Circulaba por nuestra calle, sin siquiera pagar peaje, con el desgaste y daños ocasionados por el inmenso peso que trasladaba, sobre todo después de alguna dia de lluvia, dejando profundas huellas de las ruedas y las pisadas de ese robusto petiso.
Razón más que justificada para ejecutar una compensación.
Todo empezó, llamándolo y rogándole si no tenía alguna sandia rota o media picada para regalárnosla, las primeras respuestas fueron un no rotundo, después que le pidiéramos dinero a nuestras madres, y finalmente ni siquiera una respuesta, de allí nuestro bautismo de Don Severo.
“Dicen que no hay pacto más importante para fortalecer la amistad, que la complicidad”.
Desde esa premisa, surgió la necesidad de un secreto y elaborado plan para que esa pirámide tan prolija se derrumbara e hiciera precipitar varios ejemplares al piso, se partieran, esperando que pudieran quedar algo a nuestra merced.
Después de manejar varias alternativas, que descartábamos por muy delatoras o complejas, surgió el plan perfecto, que sellaría esa prueba irrefutable de amistad.
Sabíamos que Polola, era un virtuoso de la honda, su puntería era infalible seria nuestro as de espadas.
Paso a contarles.
Un grupo nos reuniríamos en la primera esquina y simularíamos jugar a las bolitas y cuando Don Severo pasara para no despertar sospechas haríamos nuestro ritual pedido, y vigilaríamos de reojo la marcha el carro.
Casi en una vereda muy próxima a la esquina, estaría Polola, nuestro franco tirador, con su honda escondida bajo su pierna mientras simulaba jugar al dinenti.
Cuando el petiso franqueara ese elevado camino de adoquines, que la Municipalidad construía para que los vecinos pudieran cruzar la calle de tierra en los días de lluvia, se concretaría la parte final del plan.
El petiso estaba muy bien amaestrado, al sentir que la rueda hacia tope con la senda, arrastraba el carro suavemente, como para evitar la desestabilización del vehículo y el derrumbe de la pirámide.
Ese era el momento preciso, Polola, lejos de las miradas de Don Severo y en un ángulo perfecto de tiro, tomaría la honda, la cargaría con una piedra del juego de dinenti, apuntaría al vientre del animal y dispararía.
Cuál sería la consecuencia, seguramente el animal al espantarse pegaría un brusco arranque que indefectiblemente produciría el derrame del fruto deseado, entonces solo era tiempo de esperar.
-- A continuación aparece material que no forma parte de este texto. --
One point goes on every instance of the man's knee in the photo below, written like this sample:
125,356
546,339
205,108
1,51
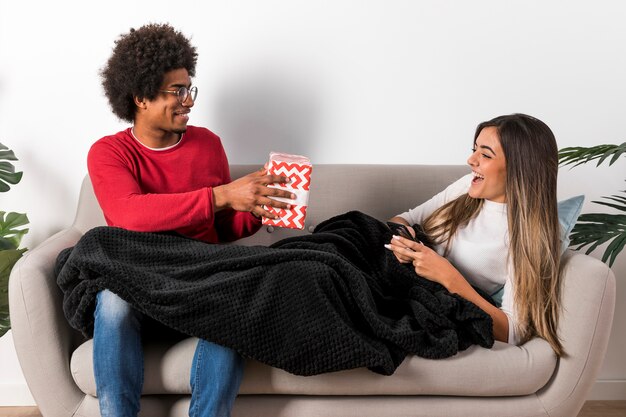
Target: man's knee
113,310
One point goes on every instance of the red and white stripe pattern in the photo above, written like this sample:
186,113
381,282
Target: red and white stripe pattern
300,174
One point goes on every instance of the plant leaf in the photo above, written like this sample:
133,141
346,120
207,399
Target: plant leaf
581,155
594,229
8,258
9,225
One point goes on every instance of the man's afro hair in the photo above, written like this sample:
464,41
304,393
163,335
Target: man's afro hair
139,62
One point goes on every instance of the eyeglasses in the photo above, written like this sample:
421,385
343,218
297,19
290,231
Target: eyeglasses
183,93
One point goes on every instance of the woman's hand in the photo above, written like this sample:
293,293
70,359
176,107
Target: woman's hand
426,262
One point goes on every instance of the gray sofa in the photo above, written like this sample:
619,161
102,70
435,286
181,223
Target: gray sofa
503,381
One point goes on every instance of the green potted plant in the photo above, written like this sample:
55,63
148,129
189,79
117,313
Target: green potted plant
11,234
594,229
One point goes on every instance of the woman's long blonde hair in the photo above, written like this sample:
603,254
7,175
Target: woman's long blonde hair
531,156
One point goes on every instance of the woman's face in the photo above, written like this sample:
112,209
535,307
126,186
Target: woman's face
488,166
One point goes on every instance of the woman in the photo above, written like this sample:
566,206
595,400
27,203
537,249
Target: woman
498,229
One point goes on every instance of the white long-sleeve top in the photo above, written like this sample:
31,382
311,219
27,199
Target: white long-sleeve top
479,251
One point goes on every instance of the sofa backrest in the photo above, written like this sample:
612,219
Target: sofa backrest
381,191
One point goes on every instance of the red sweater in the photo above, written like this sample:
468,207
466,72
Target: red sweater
150,190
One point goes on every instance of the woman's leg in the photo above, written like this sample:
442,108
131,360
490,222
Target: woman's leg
117,356
216,374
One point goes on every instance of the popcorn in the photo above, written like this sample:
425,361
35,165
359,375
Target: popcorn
298,169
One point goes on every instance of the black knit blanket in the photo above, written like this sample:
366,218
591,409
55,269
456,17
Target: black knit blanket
329,301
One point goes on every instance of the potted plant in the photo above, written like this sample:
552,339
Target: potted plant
11,234
594,229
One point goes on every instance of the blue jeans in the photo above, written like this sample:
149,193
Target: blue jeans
216,371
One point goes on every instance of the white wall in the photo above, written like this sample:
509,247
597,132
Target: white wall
342,81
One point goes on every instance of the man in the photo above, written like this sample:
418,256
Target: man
163,175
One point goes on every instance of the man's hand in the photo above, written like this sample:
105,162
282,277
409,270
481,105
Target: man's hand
251,192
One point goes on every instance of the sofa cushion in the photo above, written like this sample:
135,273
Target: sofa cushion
474,372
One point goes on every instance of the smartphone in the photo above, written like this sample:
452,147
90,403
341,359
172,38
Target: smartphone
401,230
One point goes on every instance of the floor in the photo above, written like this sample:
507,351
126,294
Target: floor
591,409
Bien todo fue pasando de acuerdo a los previsto, el reclamo no respondido, observar de reojo a Polola, vimos cuando cargo la honda, apunto con su precisión indiscutible, pero vaya sorpresa y estupor, el petiso cruzo con total delicadeza el paso de piedras.
Interrumpimos nuestro simulado juego de bolitas y nos trasladamos al encuentro de Polola, el a su vez se acercó a nosotros que estábamos dominados por la terrible sorpresa e incertidumbre de lo que había ocurrido, si era imposible que pudiera fallar.
Ese recorrido de casi cien metros era un desfile de preguntas y conjeturas, como pudo fallar? si había sido preparado hasta el último detalle.
Cuando estaba a unos escasos cinco metros, nuestro David, sin abrir la boca nos dio la respuesta, alzo su mano derecha y pudimos entender lo sucedido.
La honda al estirarla se le había partido una de las gomas.